Hoofdstuk 3 - Ondersteuning op de werkplek door een jobcoach of een interne coach

Een jobcoach helpt mensen met een arbeidsbeperking met werken in een reguliere functie.

Jobcoaching heeft als doel dat een werknemer (uiteindelijk) zonder ondersteuning van een jobcoach bij een reguliere werkgever werkzaam kan zijn en blijven. Dit betekent dat de werknemer aan het einde van de jobcoachingsperiode zelfstandig zijn werk kan uitvoeren en/of de werkgever zelf in staat is hem (verder) te begeleiden op zijn werkplek.

Een interne coach is de personificatie van de ideale collega werknemer die begeleiding op de werkvloer geeft aan werknemers met een extra ondersteuningsbehoefte. Dit volgens de HARRIE1 methodiek. 

Artikel 3.1. Uitgangspunten

  • 1. Jobcoaching heeft als doel dat een werknemer (uiteindelijk) zonder ondersteuning van een jobcoach bij een reguliere werkgever werkzaam kan zijn en blijven.

  • 2. Essentieel is dat het gaat om het geven van werk gerelateerde ondersteuning aan een werknemer bij het verrichten van reguliere arbeid.

  • De werkgever kan een interne coach inzetten, dit betreft een werknemer binnen het bedrijf die een HARRIE training gaat volgen.

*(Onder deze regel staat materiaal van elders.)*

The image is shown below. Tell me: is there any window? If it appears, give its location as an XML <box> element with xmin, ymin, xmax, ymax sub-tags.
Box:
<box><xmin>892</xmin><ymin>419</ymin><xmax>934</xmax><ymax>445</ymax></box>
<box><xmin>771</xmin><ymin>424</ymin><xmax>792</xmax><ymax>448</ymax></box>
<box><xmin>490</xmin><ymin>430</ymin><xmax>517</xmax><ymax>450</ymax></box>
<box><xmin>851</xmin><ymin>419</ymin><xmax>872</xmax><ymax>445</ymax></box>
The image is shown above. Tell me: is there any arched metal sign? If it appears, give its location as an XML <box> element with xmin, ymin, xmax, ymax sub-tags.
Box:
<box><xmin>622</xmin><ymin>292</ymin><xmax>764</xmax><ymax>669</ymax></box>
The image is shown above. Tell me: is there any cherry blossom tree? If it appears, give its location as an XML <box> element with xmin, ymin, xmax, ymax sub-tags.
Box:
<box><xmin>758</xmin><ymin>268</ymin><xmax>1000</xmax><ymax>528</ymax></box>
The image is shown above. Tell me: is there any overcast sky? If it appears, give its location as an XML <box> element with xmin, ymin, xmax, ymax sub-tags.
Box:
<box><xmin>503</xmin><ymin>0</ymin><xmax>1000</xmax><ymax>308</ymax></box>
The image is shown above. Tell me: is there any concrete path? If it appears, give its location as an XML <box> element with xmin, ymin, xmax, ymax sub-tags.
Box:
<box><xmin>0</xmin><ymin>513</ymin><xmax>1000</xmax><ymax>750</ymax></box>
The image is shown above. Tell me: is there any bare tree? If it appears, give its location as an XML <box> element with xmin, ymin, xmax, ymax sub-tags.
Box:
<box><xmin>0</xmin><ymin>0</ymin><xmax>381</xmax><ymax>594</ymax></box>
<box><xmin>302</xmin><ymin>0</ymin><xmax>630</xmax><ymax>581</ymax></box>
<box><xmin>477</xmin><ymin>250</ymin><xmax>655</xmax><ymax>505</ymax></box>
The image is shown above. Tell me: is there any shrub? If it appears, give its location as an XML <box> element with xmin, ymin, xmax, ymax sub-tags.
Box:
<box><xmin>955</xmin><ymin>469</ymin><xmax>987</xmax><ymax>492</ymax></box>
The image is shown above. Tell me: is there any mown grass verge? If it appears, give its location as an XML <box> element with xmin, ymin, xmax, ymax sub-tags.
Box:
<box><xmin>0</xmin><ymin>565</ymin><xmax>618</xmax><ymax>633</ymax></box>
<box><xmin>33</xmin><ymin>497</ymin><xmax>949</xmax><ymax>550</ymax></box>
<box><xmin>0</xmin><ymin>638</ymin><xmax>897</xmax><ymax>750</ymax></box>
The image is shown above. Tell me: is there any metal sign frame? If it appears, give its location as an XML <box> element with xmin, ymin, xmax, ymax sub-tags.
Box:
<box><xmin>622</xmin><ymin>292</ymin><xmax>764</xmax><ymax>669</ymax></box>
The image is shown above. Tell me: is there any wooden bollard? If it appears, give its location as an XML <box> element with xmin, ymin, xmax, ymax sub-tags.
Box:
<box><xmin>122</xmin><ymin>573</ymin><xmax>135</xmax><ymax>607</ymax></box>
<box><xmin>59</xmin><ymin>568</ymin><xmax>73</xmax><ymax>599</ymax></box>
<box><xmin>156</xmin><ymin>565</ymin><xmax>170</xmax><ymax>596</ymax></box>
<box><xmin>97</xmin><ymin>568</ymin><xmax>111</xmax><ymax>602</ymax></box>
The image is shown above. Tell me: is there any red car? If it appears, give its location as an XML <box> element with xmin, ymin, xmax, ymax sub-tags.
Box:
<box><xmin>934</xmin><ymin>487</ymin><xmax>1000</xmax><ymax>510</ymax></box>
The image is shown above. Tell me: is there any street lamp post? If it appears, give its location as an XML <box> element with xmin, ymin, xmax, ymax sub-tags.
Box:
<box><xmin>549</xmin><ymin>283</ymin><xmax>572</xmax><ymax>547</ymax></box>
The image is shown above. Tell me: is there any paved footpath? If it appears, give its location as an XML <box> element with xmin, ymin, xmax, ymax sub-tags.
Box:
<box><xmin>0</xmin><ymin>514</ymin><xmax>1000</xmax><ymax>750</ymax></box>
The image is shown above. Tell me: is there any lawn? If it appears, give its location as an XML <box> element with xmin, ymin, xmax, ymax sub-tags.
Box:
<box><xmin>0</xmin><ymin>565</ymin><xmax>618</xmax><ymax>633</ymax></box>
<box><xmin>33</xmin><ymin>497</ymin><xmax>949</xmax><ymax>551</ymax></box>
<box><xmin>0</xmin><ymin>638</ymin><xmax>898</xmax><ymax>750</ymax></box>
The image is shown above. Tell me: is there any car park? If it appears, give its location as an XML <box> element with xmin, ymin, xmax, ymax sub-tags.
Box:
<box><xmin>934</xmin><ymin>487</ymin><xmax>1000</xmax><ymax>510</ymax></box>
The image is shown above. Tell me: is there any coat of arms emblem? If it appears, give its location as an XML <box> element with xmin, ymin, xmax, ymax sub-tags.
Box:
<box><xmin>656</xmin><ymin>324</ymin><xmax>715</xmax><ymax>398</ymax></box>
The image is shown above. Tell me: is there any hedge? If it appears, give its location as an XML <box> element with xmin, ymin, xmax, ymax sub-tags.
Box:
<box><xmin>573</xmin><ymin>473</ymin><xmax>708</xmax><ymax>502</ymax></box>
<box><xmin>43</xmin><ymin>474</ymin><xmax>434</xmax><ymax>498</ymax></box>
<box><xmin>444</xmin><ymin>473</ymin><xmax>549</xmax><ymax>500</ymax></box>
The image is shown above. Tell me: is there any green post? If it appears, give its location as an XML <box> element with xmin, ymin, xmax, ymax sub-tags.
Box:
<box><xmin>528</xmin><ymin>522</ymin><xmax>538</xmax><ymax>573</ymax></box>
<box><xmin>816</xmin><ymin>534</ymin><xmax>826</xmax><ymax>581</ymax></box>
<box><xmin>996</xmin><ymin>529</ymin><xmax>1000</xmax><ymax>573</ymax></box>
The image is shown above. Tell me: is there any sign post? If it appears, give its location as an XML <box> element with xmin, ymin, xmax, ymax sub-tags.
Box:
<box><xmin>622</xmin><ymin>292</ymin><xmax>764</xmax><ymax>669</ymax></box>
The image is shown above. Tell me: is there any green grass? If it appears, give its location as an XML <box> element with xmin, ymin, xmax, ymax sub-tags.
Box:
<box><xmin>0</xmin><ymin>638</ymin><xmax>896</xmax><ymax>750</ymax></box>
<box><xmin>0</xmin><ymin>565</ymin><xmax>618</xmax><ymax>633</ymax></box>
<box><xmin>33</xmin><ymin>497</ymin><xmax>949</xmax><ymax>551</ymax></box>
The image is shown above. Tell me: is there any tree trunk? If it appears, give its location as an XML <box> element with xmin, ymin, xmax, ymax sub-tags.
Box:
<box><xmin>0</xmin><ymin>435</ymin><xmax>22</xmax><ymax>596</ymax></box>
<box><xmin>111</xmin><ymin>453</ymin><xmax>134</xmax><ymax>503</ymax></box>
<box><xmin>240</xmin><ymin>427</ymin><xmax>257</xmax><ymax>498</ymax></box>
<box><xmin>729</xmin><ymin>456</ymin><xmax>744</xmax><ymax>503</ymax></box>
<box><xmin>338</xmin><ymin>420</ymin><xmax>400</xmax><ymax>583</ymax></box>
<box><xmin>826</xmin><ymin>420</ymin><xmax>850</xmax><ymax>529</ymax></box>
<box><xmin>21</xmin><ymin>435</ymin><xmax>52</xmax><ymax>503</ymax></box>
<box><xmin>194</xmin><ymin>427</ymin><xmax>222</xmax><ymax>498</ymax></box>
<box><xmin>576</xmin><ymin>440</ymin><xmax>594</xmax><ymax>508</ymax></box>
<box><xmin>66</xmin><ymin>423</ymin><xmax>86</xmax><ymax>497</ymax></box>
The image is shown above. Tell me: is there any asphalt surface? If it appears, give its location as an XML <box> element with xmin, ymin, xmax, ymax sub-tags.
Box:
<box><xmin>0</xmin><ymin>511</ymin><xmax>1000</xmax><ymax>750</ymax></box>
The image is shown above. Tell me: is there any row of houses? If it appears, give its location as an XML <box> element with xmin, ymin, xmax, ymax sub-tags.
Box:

Artikel 3.2. Doelgroep en voorwaarden

(Job)coaching kan worden ingezet voor personen als bedoeld in artikel 7, eerste lid, onder a, van de Participatiewet voor zover:

  • 1.

    Zij behoren tot de doelgroep loonkostensubsidie op grond van artikel 6, eerste lid, sub e, van de Participatiewet;

  • 2.

    Uit het loonwaarde onderzoek inzet van (job)coaching geadviseerd2 wordt of noodzakelijk wordt geacht;

  • 3.

    Er sprake is van een betaalde baan van minimaal 6 maanden, voor een minimale arbeidsduur van 18 uur per week3.

  • 4.

    Met in achtneming van het gestelde in lid 2, kan van lid 3 worden afgeweken indien er sprake is van een betaalde baan van minder dan 6 maanden en/of 18 uur per week, wordt de vergoeding omgerekend naar rato.

  • 5.

    Indien er sprake is van een proefplaats4 wordt de vergoeding omgerekend naar rato van de duur van de proefplaats, wordt uitgegaan van het begeleidingsregime ‘midden’.

  • 6.

    Indien er sprake is van de inzet van forfaitaire loonkostensubsidie wordt voor het begeleidingsregime uitgegaan van het begeleidingsregime ‘licht’.

  • 7.

    Er is geen samenloop tussen het gestelde in lid 3 en 4.

  • 8.

    Er is geen samenloop met een WMO traject.

Artikel 3.3. Soorten ondersteuning

  • 1. Ondersteuning kan worden verricht door een:

    • a.

      gemeentelijke jobcoach: een gediplomeerde jobcoach in dienst bij HWwerkt!;

    • b.

      externe jobcoach: een gediplomeerde jobcoach in dienst bij een jobcoachorganisatie;

    • c.

      interne jobcoach: een gediplomeerde jobcoach in dienst bij de werkgever;

    • d.

      interne coach: een gecertificeerde HARRIE werknemer in dienst van de werkgever, die het directe aanspreekpunt is op de werkvloer.

  • 2. Gelijktijdige inzet van verschillende soorten coaching in dezelfde periode is niet mogelijk.

Artikel 3.4. Duur van de ondersteuning1

  • 1. Een externe of interne jobcoach kan voor maximaal 2 jaar worden ingezet.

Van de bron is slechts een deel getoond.